Award-winning children’s book author Derrick Barnes has built an illustrious career writing for children with picture books, early readers, and middle grade novels. In his latest, The Queen of Kindergarten, Barnes returns to the first day of school in this follow-up to his bestselling picture book, The King of Kindergarten, both illustrated by long-time collaborator Vanessa Brantley-Newton. In Queen, a Black girl faces her first day in kindergarten with all the excitement and poise of a queen. Barnes spoke with PW about why reading children’s books featuring Black kids is vital for all children, the storytellers he looks up to, and the family members who inspired his characters.
What motivated you to begin writing for children?
I kind of fell into it. My first job right after graduating college in 1999 was at Hallmark. I was the first Black man in the history of the company to be hired as a copywriter. Gordon C. James, the illustrator of [my books] Crown: An Ode to the Fresh Cut and I Am Every Good Thing, and I met at Hallmark. He had an agent by the name of Regina Brooks and I’ve been with her since 2003. One of the first book deals she came to me with was from Just for Us Books. It was a two-book deal for early reader books. I got lured into writing children’s books and I love it.
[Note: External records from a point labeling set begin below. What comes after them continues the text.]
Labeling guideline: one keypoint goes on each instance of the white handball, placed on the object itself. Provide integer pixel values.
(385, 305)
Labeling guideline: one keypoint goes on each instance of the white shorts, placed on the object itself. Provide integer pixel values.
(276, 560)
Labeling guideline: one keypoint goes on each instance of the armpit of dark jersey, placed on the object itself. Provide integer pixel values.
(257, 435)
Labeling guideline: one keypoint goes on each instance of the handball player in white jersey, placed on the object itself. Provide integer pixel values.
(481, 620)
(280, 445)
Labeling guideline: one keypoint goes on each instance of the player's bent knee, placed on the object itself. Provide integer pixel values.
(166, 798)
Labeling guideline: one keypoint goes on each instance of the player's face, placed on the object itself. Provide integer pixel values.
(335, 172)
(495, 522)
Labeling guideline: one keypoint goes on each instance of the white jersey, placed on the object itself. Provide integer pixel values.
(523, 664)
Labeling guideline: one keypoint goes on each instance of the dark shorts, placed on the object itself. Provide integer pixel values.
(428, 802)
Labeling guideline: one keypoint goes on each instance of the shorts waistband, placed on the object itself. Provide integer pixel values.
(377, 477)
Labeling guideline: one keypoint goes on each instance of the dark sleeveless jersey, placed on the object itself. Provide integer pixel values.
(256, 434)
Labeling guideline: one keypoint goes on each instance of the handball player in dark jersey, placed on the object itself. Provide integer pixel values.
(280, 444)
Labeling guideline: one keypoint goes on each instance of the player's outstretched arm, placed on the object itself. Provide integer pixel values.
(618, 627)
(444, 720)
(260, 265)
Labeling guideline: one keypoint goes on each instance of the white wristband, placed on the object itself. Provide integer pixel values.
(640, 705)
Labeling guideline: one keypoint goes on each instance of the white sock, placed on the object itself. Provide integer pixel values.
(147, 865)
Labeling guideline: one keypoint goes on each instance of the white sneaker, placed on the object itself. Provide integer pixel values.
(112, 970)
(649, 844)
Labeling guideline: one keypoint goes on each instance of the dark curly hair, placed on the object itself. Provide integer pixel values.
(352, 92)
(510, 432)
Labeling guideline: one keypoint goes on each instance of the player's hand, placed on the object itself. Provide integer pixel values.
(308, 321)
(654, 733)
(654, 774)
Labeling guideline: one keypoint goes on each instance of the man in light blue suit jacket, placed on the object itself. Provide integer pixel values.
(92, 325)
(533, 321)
What compelled you to write The King of Kindergarten and The Queen of Kindergarten?
With The King of Kindergarten, I did a lot of research and I found two things. The books always had a child who was extremely nervous and scared of going to school. I wanted to flip that on its head and have a child who was brimming with confidence. If a child gets their hands on this book and they may be nervous about going from pre-K to kindergarten, seeing a beautiful brown boy with all this confidence, maybe that will translate to their own personal experience with starting school for the first time. Second, in all the kindergarten books I found, I didn’t see any published by a major publisher that featured a Black child starting school for the first time, so that’s major. When we went out on the King of Kindergarten tour in 2019, a lot of Black mothers would come up to me and ask, “When are you going to write one for the queens? When are you going to do one for the little girls?”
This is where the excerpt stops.